Negara Paling Bahagia di Dunia Bukan Negeri Muslim, Tanya Kenapa?

Opini197 Views

 

Penulis: Devy Rikasari, S.Pd. | Anggota Komunitas Pena Dakwah Cikarang

 

 

RADARINDONESIANEWS.COM, JAKARTA– Setiap manusia pasti menginginkan hidup bahagia, baik tua maupun muda. Berbagai upaya pun dilakukan untuk mencapainya. Namun nyatanya tak semua orang mendapatkan standar kebahagiaan yang diidam-idamkan.

Laporan terbaru World Happiness Report seperti ditulis liputan6.com (1/4/2024) mengungkapkan, dari sepuluh negara yang dinobatkan sebagai negara paling bahagia di dunia, tak ada satupun negeri muslim masuk nominasi.

Dalam daftar tersebut, Finlandia kembali dinobatkan sebagai negara paling bahagia di dunia. Negara ini sudah dinobatkan dengan gelar tersebut selama tujuh kali berturut-turut. Selain Finlandia, ada Denmark, Islandia dan Swedia yang masuk dalam nominasi teratas.

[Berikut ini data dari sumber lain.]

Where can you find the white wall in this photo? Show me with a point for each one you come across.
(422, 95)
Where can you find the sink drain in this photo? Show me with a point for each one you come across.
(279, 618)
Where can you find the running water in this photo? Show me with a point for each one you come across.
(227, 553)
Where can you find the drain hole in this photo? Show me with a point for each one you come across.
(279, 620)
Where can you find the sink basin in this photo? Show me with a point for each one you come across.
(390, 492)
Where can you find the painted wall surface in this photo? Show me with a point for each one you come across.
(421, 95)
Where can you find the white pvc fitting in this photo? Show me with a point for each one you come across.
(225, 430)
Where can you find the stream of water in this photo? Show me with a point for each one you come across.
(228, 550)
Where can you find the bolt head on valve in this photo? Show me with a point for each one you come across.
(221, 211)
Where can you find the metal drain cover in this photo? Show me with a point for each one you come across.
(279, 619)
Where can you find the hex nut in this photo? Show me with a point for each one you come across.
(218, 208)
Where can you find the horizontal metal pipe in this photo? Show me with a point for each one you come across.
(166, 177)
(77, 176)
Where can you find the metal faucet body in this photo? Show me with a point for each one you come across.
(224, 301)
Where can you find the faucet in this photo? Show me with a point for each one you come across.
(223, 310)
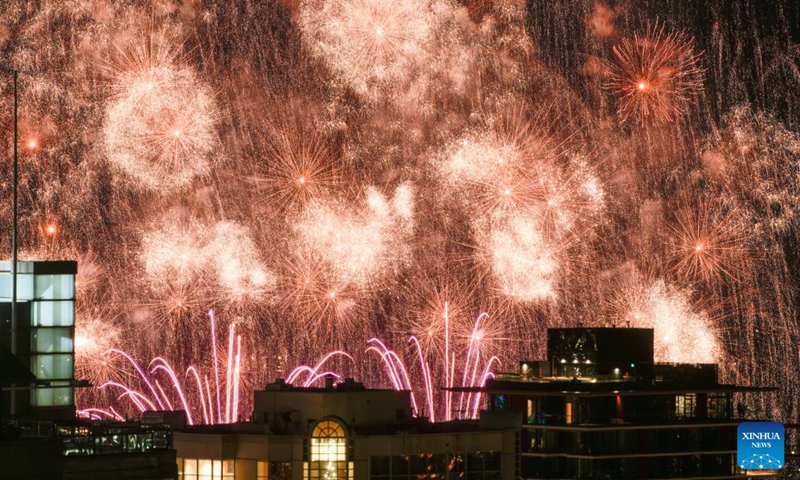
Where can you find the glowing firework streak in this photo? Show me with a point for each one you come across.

Dilansir dari kompas.com, salah satu alasan mengapa Finlandia dikatakan sebagai negara paling bahagia karena kesenjangan pendapatan yang rendah. Artinya, kesenjangan ekonomi di negara tersebut tidak begitu kentara. Meski tidak memiliki kekayaan melimpah seperti Indonesia, nyatanya standar hidup orang Finlandia lebih baik daripada rakyat negeri ini. Lalu, yang menjadi pertanyaan, mengapa negeri-negeri muslim yang telah dikaruniai beragam kekayaan alam justru banyak yang tidak bahagia?

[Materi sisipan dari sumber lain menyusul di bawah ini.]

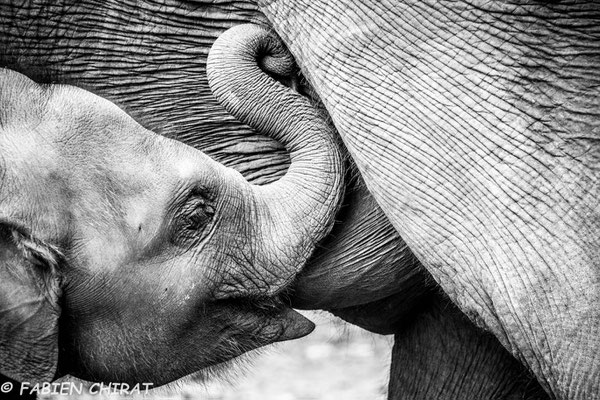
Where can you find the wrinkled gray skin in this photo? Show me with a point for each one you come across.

Selain itu, ada faktor lain yang mendukung warganya hidup bahagia. Finlandia memiliki sistem perawatan kesehatan yang memadai dan berkualitas baik. Sebagian besarnya didanai oleh pemerintah, hanya sedikit yang berasal dari swasta. Hal ini jauh lebih efektif dan efisien daripada beberapa alternatif yang digunakan di negara lain. Transportasi umum juga dapat diandalkan dan terjangkau. Bandara Helsinki menjadi salah satu bandara dengan peringkat terbaik di Eropa utara.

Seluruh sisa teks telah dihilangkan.